Oj ciężki temat. Uważam, że na niektóre pytania potrafimy odpowiedzieć tylko wtedy, kiedy sami musimy podjąć decyzję. Na dzień dzisiejszy wydaje mi się, że nie zrobiłabym tego, ale jakby roztrząsać to bardziej i wziąć pod uwagę możliwe wady płodu... Dziecko, które urodziła zgwałcona matka, niewinne, ale jednak niosące za sobą obraz przemocy, o której by pamiętała matka, ilekroć by na nie spojrzała. Takie dziecko zadawałoby pytania o tatę...nie można by było mu nigdy powiedzieć prawdy, bo dla dziecka to cios.
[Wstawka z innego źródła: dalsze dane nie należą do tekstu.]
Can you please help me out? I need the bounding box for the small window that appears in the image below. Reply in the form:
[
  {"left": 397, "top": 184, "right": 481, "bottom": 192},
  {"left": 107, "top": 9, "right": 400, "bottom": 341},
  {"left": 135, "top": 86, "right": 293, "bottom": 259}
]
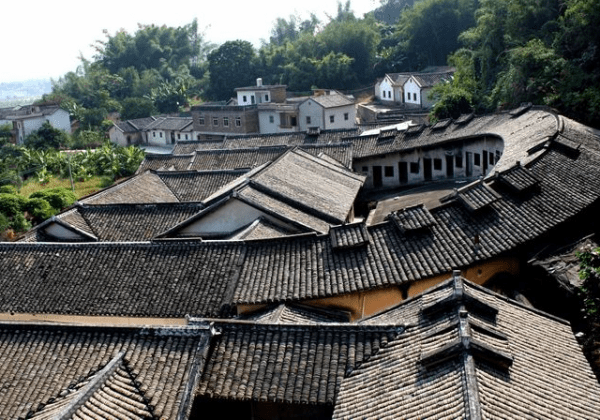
[{"left": 454, "top": 155, "right": 462, "bottom": 168}]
Ale to jednak dziecko, które jest, które chce kochać i być kochanym... Wiec w tej sytuacji nie zrobiłabym tego :) Na pewno. Na pewno też nie oddałabym do adopcji, bo byłoby to moje dziecko. NIebyłabym w stanie oddać. Pokochałabym na pewno :) W przypadku 100 % pewności, że płód ma jakąś istotna wadę, czy deformację, która uniemożliwiłaby mu samodzielną egzystencję, rozważyłabym temat, ale tylko ze względu na cierpienie jakie to dziecko musiałoby przechodzić żyjąc na świecie. Nigdy nie ze względu na własną wygodę.

2014-04-23 22:55

Ja osobiście chyba bym się nie zdecydowała nigdy na aborcję. Ale nie wiem jakbym się zachowała gdybym w wyniku gwałtu była w ciąży i całe szczęście. Choć znam dziewczynę, która chciała urodzić dziecko z gwałtu, bo twierdziła, że to nie jest wina tej małej istotki. Moja mama usłyszała, że nie powinna już nigdy więcej zachodzić w ciążę ( po poronieniu i jakiś komplikacjach) bo zagrażałoby to jej życiu i najprawdopodobniej musieliby usuwać dziecko ( co prawda to sprzed 27-28 lat tekst lekarza) ale gdyby posłuchała nigdy by mnie nie było, nawet w ciąży lekarz mówił, że to duże ryzyko, a jednak jestem ja i mama żyje. Na pewno nie usunęłabym ciąży ze względu na zagrożenie, może to trochę niesprawiedliwe by było wobec 2 moich dzieci, ale zaryzykowałabym. Choć teraz np bardzo uważamy z mężem, bo miałam szersze cięcie (ze względu na wielkość syna) i lekarze powiedzieli mi, że gdybym chciała jeszcze dzieci to nie wcześniej niż rok, a lepiej byłoby półtora poczekać,Zdaję sobie sprawę, że wiele matek mówi podobnie i robi podobnie i niestety nie kończy się to dla nich szczęśliwie, ale dzieci to tak wielki dar, że ja nie potrafiłabym z niego zrezygnować, albo się go pozbawiać poprzez aborcję.Choć pewnie powiecie, że tak piszę, bo nigdy nie byłam w takiej sytuacji, ale wiem, że walczyłabym dla tego maleństwa, dla nas obojga.